U.S. Taking Steps Toward Recovery, Data Show

Workers build Olson Homes Garden Walk in Hayward, Calif. Commerce Department reports new-housing starts were up more than expected in May.
Workers build Olson Homes Garden Walk in Hayward, Calif. Commerce Department reports new-housing starts were up more than expected in May. (By Justin Sullivan -- Getty Images)
By Annys Shin
Washington Post Staff Writer
Wednesday, June 17, 2009

The nation is slowly limping its way out of the recession, according to new economic data, as the housing market stabilizes, the industrial sector continues to struggle and inflation appears contained.

A Commerce Department report released yesterday showed that construction of single-family homes rose more than expected in May, as did building permits, which are used to gauge future building activity. Analysts saw the increase in construction, which hit a record low in April, as an early sign that the three-year-old housing slump is getting closer to bottoming out, although home prices are likely to keep falling for some time.

A separate report released by the Fed yesterday showed that manufacturers, already operating at record low levels in April, cut back production in May for a seventh straight month. While not encouraging in the short term, the cutbacks mean manufacturers are getting closer to bringing production in line with demand, a prerequisite for growth.

"Everything we had today supports the notion that economic activity will rise in the third quarter," Wachovia economist Mark Vitner said.

The Fed also reported yesterday that the nation's capacity utilization -- the level of actual activity compared with maximum capability -- fell from 69 percent in April to 68.3 percent in May. A reading closer to 80 percent is the norm in a healthy economy.

Industrial production and capacity utilization are among the key indicators Fed policymakers track as they plot their next steps in fighting the downturn.

Bleak economic conditions in March prompted the Fed to announce plans to purchase an additional $1.2 trillion of long-term Treasurys and mortgage-related securities. The purchases helped drive down consumer borrowing costs, thus stimulating growth.

But as the recession has shown signs of loosening its grip, investors have begun selling off long-term Treasurys and returning to stocks, which in turn has pushed up mortgage rates. A steep enough increase in rates could choke off a housing market recovery and, more broadly, stifle the economy.

Some experts have suggested that the Fed could push rates down again by purchasing more government debt. But doing so could fuel fears of inflation.

In recent weeks, Fed leaders have walked a fine line, saying recent signs of "green shoots" don't warrant further intervention, but that it's too early to remove the money the central bank has injected to shore up the financial system. Fed Chairman Ben S. Bernanke has countered inflation fears by arguing that weak demand and rising unemployment are likely to keep prices and wages from rising.
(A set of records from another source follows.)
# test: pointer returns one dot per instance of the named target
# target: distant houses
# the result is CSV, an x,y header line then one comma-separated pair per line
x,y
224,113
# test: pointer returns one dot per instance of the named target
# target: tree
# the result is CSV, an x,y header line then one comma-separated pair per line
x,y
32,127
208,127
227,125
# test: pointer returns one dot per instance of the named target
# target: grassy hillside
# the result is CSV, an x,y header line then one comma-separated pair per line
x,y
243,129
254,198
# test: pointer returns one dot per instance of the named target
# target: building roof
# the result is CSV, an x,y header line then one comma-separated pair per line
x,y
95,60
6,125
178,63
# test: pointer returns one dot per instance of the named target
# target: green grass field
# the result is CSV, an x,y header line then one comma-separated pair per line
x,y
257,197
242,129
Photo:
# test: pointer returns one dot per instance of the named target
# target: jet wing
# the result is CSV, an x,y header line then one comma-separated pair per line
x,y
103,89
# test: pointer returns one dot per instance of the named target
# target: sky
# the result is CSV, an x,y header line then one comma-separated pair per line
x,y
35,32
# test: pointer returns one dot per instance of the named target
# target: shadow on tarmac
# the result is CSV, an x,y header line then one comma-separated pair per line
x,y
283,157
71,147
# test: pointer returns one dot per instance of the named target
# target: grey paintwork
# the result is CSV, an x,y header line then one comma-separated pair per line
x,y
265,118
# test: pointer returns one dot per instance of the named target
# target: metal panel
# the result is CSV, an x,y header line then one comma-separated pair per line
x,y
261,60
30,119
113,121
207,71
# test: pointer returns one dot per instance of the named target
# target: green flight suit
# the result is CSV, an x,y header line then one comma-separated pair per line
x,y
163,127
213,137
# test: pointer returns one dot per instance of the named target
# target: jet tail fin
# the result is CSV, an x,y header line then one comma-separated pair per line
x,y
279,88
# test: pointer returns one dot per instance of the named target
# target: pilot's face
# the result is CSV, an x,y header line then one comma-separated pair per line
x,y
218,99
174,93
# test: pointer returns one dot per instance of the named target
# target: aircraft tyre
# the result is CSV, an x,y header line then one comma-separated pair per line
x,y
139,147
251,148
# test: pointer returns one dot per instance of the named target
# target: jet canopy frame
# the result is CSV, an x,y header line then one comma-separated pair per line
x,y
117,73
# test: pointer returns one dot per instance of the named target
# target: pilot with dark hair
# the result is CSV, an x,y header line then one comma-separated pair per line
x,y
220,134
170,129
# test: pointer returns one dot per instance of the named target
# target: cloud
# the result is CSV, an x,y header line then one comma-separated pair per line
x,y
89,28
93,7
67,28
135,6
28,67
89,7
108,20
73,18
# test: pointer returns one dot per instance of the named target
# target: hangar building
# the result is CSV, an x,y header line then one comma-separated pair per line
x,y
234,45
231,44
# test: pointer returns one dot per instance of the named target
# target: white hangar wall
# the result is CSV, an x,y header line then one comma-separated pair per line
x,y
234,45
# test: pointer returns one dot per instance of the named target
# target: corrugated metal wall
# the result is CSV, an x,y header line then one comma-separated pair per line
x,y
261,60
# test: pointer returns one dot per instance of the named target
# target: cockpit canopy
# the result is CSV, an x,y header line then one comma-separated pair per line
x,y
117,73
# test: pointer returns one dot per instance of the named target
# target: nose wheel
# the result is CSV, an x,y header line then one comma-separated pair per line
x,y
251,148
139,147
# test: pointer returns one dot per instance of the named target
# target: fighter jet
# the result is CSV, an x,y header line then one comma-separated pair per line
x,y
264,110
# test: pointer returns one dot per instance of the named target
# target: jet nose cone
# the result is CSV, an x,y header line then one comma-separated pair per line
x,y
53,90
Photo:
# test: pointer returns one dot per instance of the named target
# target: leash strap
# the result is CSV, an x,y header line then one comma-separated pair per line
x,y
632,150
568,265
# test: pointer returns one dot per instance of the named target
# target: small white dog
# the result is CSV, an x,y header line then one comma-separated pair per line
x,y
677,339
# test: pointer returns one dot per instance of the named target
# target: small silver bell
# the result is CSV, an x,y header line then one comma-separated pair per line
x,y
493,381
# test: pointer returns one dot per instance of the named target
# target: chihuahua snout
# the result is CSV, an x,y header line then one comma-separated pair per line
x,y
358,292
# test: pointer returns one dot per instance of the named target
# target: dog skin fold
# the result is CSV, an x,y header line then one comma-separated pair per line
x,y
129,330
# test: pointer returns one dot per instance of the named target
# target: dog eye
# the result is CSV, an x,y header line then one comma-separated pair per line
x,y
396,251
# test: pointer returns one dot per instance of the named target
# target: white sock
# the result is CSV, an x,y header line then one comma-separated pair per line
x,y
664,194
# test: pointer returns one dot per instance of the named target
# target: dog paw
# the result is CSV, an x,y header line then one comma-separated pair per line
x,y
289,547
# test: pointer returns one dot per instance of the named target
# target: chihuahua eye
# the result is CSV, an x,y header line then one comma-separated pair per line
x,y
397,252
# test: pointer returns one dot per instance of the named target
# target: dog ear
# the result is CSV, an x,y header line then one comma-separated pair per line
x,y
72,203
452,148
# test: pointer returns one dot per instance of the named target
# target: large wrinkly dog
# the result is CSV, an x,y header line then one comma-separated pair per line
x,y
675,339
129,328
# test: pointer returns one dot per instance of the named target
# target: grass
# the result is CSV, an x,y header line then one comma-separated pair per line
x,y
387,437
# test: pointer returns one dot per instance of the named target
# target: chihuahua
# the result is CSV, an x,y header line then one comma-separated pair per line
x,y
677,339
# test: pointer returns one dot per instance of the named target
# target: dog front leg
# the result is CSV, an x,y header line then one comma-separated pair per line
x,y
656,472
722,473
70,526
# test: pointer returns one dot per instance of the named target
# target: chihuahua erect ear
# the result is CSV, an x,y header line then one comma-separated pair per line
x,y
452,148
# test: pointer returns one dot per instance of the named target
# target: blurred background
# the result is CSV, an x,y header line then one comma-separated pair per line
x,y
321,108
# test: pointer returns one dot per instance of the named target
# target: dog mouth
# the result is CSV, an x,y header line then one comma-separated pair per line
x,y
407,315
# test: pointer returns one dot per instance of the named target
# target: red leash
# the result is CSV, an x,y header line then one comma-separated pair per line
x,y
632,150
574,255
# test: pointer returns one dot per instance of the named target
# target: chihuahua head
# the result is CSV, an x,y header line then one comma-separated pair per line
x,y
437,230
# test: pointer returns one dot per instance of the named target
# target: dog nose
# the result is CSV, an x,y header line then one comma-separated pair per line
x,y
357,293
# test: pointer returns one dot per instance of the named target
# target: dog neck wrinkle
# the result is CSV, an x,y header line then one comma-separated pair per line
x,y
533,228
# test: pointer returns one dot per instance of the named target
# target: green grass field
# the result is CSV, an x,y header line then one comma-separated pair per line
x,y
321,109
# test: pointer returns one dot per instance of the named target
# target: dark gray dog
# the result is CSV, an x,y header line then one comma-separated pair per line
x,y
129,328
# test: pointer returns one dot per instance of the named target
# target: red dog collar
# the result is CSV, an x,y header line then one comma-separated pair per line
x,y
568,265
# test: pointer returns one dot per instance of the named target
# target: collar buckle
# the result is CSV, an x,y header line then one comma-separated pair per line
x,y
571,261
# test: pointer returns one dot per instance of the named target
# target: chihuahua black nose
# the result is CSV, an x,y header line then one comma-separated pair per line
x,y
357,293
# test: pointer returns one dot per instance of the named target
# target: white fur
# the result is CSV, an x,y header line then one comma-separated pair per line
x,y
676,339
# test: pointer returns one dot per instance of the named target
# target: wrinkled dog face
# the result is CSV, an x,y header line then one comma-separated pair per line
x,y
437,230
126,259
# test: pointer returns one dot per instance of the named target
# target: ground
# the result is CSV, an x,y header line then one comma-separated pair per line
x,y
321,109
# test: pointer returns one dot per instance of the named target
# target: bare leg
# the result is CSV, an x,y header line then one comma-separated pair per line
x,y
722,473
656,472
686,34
Another report, issued by the Labor Department yesterday, appeared to bolster that argument. Wholesale prices inched up less than expected. Leaving out food and energy prices, which can be volatile, the core producer price index fell 0.1 percent, compared with analysts' expectations of a 0.1 percent increase.

During the past 12 months, wholesale prices have dropped by 5 percent, the largest margin in nearly 60 years.